The law has been passed, but there are still many instances of severe punishments resulting in serious injuries all over the country. Quite recently, a school teacher in Chiniot tortured a girl with an iron rod and later broke her arm when she was unable to memorize a lesson at the Girls’ Elementary School. In religious seminaries, punishments such as pinching, spanking, and hitting with various items are also used to discipline children. Such methods are counterintuitive, as various psychological studies suggest that using force to discipline a child actually makes their behavior worse over time. Children do not understand why they are being punished in such harsh ways, and they become reactive instead of understanding. Their dignity and self-respect are hurt, which makes them even more prone to bad behavior. Teachers, parents, and others in power who deal with children do not understand this at all due to the lack of awareness and the go-ahead from religious leaders.
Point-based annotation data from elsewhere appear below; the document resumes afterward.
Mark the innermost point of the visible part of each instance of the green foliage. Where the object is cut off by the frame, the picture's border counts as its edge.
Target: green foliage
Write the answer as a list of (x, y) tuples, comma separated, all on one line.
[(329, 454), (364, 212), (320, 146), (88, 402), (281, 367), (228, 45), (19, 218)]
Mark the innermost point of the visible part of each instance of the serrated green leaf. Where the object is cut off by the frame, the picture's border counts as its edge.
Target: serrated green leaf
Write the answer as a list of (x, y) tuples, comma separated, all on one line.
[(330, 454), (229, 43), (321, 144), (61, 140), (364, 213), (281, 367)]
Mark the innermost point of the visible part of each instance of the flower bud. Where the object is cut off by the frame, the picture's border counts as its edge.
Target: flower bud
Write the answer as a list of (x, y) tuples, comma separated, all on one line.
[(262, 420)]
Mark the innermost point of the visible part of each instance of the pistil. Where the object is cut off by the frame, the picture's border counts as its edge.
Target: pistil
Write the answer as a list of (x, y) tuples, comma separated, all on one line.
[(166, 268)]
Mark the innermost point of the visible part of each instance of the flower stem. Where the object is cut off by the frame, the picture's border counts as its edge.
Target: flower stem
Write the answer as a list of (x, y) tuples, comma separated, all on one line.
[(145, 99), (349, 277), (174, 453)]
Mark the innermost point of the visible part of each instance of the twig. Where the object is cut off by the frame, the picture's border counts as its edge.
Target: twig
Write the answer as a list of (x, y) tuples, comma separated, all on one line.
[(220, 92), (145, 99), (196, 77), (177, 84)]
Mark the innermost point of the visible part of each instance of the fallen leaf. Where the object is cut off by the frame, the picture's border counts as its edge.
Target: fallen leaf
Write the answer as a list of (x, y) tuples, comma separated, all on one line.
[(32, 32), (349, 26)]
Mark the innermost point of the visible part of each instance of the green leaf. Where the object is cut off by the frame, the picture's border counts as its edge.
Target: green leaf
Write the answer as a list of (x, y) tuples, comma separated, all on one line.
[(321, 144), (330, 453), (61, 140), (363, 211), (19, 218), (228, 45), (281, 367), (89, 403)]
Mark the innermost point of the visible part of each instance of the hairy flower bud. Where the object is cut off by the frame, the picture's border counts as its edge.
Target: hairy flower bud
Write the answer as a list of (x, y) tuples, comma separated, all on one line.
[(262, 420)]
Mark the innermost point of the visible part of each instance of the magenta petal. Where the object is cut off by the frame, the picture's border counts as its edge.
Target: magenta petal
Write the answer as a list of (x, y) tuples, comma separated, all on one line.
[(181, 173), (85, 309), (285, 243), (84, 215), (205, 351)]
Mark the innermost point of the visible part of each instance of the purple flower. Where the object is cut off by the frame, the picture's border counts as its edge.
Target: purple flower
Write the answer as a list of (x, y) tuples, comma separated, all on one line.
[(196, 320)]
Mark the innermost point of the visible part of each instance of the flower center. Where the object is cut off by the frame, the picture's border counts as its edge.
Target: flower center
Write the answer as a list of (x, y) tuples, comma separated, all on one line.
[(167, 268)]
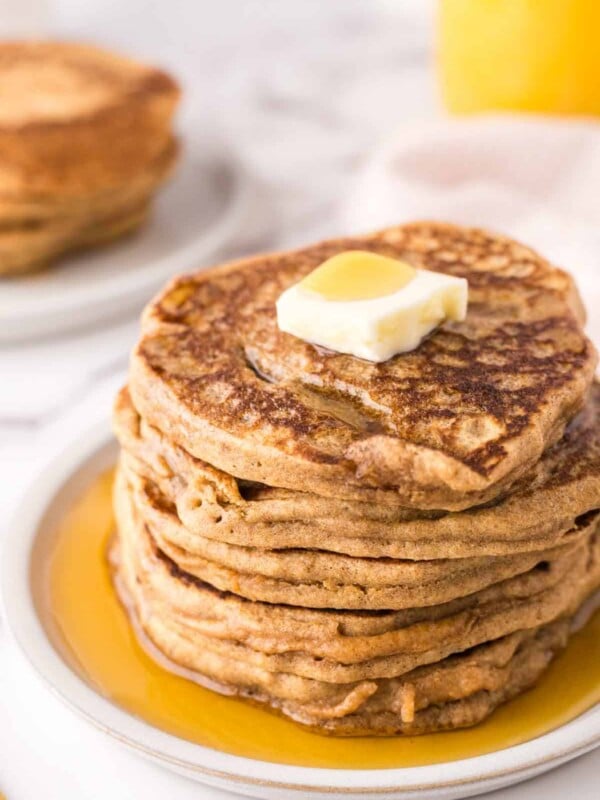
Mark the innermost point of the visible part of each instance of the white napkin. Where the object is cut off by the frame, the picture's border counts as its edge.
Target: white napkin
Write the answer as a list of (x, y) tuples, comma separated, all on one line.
[(534, 178)]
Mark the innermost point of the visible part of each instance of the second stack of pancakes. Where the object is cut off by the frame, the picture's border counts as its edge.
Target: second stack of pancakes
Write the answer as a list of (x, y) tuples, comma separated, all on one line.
[(350, 605)]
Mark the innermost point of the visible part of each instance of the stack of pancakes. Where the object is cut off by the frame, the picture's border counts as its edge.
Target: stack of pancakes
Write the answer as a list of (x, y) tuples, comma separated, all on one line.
[(365, 548), (85, 141)]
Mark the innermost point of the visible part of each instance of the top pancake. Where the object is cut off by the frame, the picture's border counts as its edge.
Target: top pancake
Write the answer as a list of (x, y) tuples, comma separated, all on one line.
[(76, 119), (449, 425)]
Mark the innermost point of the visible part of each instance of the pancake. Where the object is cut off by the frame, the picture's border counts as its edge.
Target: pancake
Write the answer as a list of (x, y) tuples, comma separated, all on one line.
[(338, 646), (28, 211), (75, 119), (542, 510), (319, 579), (478, 677), (28, 249), (448, 426)]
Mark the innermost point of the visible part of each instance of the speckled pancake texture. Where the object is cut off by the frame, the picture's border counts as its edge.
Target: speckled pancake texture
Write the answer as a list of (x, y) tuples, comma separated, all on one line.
[(367, 549)]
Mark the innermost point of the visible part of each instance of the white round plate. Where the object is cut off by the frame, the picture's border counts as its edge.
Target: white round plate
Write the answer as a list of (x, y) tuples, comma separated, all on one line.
[(27, 546), (194, 215)]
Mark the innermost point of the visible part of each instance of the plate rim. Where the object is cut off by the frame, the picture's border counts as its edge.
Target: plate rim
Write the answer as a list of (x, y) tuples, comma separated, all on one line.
[(573, 739)]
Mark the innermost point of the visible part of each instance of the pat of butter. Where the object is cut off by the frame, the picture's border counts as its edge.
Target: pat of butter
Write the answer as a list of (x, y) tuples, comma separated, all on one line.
[(370, 306)]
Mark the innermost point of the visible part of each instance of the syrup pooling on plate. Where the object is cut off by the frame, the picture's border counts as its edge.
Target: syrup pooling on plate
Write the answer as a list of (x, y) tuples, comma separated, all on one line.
[(98, 641)]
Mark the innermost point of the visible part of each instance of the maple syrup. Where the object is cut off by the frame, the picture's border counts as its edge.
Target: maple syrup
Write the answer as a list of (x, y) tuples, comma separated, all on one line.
[(98, 641)]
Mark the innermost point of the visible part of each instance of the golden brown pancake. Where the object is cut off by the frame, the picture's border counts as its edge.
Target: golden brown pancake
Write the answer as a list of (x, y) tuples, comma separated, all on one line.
[(450, 425), (86, 141), (75, 119), (542, 510), (381, 695)]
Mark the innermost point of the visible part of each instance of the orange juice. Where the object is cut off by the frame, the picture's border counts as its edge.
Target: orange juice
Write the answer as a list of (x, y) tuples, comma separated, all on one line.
[(520, 55)]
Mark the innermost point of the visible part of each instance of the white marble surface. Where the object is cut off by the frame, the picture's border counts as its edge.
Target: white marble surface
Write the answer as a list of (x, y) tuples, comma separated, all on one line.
[(302, 91)]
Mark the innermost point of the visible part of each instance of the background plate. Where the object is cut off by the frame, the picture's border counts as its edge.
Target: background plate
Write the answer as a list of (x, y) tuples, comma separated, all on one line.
[(197, 213), (28, 543)]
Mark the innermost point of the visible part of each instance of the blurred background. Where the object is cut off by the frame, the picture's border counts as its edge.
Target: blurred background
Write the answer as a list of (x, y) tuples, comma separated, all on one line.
[(339, 116)]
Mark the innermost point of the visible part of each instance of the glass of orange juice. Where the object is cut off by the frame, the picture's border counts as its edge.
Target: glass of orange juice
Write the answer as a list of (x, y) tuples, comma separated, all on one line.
[(520, 55)]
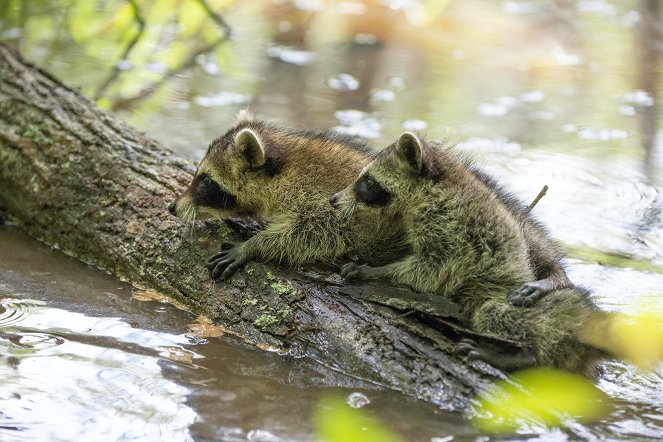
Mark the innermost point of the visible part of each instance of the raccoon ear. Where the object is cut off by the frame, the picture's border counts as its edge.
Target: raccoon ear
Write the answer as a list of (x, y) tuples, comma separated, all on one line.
[(244, 116), (409, 149), (248, 143)]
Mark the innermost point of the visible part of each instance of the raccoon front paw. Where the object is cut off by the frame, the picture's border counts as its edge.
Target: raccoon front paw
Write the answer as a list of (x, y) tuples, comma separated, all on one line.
[(230, 259), (527, 294)]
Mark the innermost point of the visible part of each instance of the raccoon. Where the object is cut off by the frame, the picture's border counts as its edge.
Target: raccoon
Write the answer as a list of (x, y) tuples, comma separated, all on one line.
[(469, 243), (285, 178)]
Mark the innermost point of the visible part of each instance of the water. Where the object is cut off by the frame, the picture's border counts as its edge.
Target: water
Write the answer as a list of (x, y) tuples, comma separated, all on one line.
[(539, 92)]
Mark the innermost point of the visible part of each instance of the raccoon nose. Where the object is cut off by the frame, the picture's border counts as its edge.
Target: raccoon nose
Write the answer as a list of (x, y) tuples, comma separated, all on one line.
[(172, 206), (334, 200)]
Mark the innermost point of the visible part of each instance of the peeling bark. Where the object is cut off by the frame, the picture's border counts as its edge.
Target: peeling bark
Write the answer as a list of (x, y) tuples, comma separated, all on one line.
[(79, 179)]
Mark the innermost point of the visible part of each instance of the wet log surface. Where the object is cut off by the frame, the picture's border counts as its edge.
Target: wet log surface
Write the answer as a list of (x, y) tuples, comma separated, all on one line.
[(81, 180)]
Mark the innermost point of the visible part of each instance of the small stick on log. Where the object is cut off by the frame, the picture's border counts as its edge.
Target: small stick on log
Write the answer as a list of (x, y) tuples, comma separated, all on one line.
[(537, 199)]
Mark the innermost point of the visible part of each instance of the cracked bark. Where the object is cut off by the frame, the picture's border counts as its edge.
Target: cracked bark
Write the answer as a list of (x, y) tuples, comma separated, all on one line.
[(81, 180)]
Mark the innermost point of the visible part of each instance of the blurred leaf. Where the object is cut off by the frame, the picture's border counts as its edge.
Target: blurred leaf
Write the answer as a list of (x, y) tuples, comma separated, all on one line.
[(639, 338), (539, 396), (336, 421)]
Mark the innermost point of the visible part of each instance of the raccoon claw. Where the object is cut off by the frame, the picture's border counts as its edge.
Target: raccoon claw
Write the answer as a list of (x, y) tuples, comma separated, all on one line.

In Pakistan, it is of utmost importance for people to understand how fragile children are and how impressionable their minds are. When treated in such harsh ways, children lose their self-esteem and also result in them becoming violent to those over whom they have power. This affects their relationships and work and does not allow them to become a well-rounded person. The idea of disciplining a child by physically hurting them must be let go of. Nobody who has been given power over the young ones should abuse it. Not only does this apply to schools and religious seminaries, but also to juvenile prisons. Children who are involved in crimes must be protected at all costs and rehabilitated through counseling so that they become better citizens.

Proper enforcement of the bill is of utmost importance as, currently, corporal punishment is being used all over the country. All those who resort to using it as a method of discipline must be punished and there should be proper checks and balances. Children are nature’s gift and they must be treated with nothing but kindness and love so that they become well-rounded individuals.